Poi i governi spendono miliardi nell'educazione alimentare attraverso i media per sottolineare le conseguenze inimaginabili causate dalla cattiva alimentazione!
Siamo una societa' piena di contradizioni. Io continuero' questa strada perche' e' piena di soddisfazioni e perche' voglio cercare nel mio piccolo di non rendermi resposabile di tutto cio' accennato sopra, inquanto so' quali sono le conseguenze. Potrei fare finta di non sapere, ma non posso nasconderlo a me stesso.
Il movimento slow ffod nato in Italia sta prendendo piede dappertutto, e ogniuno di noi puo' fare qualcosa per evitare sprechi che come detto hanno delle conseguenze dramatiche (nascoste )per altre popolazioni.
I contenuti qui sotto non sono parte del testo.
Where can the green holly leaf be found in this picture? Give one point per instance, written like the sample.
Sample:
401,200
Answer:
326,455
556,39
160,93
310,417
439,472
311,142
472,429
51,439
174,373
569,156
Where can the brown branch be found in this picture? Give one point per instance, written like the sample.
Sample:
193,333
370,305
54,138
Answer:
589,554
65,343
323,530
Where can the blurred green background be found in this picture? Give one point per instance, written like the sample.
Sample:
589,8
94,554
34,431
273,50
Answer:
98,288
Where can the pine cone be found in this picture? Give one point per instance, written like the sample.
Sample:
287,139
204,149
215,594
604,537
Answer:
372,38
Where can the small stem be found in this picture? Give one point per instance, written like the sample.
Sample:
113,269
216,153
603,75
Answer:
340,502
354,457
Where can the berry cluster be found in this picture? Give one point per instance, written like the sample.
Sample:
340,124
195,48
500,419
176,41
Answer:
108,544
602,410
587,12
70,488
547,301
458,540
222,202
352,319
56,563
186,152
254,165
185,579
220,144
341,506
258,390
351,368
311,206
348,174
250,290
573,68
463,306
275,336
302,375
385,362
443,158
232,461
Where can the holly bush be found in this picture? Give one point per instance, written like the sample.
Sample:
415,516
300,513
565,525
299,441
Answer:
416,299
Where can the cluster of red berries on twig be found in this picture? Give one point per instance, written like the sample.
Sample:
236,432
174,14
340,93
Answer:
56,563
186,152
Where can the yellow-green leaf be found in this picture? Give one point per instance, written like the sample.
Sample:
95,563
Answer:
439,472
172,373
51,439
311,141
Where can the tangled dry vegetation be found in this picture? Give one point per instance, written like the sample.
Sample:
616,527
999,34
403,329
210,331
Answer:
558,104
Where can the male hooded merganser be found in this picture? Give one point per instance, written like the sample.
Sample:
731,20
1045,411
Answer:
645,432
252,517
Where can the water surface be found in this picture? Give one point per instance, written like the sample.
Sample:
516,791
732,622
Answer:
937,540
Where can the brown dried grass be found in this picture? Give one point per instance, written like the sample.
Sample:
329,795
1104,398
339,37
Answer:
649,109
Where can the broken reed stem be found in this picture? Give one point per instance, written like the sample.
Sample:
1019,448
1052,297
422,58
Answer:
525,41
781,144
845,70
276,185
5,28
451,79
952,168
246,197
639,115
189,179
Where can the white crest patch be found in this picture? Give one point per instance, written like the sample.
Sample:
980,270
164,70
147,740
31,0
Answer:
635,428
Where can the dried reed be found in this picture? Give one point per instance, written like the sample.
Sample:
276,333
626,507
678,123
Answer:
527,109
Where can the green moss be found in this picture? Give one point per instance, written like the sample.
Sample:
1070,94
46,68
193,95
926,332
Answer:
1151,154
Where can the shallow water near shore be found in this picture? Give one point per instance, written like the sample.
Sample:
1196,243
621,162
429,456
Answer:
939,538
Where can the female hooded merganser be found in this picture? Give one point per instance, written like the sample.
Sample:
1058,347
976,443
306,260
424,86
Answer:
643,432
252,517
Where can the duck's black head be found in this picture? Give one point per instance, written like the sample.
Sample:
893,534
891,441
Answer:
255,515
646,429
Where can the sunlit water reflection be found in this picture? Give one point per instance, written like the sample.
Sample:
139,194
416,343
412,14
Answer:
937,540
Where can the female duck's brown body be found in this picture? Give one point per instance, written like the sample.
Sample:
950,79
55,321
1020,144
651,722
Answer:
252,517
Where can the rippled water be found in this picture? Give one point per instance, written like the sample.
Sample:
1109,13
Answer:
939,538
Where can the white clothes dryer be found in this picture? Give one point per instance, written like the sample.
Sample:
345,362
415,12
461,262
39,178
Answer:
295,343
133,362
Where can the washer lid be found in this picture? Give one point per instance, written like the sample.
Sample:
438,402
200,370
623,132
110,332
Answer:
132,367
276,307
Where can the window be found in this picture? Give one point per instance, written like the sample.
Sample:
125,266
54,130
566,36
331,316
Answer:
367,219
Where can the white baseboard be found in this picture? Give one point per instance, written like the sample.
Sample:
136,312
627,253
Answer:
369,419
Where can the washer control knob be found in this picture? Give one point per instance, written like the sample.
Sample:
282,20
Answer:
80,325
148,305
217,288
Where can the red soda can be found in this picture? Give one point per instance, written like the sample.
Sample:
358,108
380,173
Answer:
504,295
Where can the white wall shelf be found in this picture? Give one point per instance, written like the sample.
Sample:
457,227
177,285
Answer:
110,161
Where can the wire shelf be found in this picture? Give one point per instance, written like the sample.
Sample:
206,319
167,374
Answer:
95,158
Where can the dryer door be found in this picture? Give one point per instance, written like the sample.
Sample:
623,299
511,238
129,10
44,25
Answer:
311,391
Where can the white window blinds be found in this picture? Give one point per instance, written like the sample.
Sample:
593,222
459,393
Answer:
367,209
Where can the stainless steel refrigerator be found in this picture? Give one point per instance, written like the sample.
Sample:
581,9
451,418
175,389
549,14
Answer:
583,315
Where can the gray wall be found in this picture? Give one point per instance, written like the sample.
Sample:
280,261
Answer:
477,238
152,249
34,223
Comprare meno non significa mangiare meno, ma sprecare meno. Questo era il mio motto per natale ed e' valido per tutti i giorni dell'anno. La verita' e' che mangiamo piu' di quello che abbiamo bisogno.
Un paio di foto recenti:
Un pasto di vari prodotti. In senso orario.Pane fatto in casa; patate dell'orto; barbabietole coltivate e sotto aceto; ortica,girardina silvestre e aglio selvatico bolliti e sott'olio e per finire gambi di mhirrys odorata bolliti e sott'olio.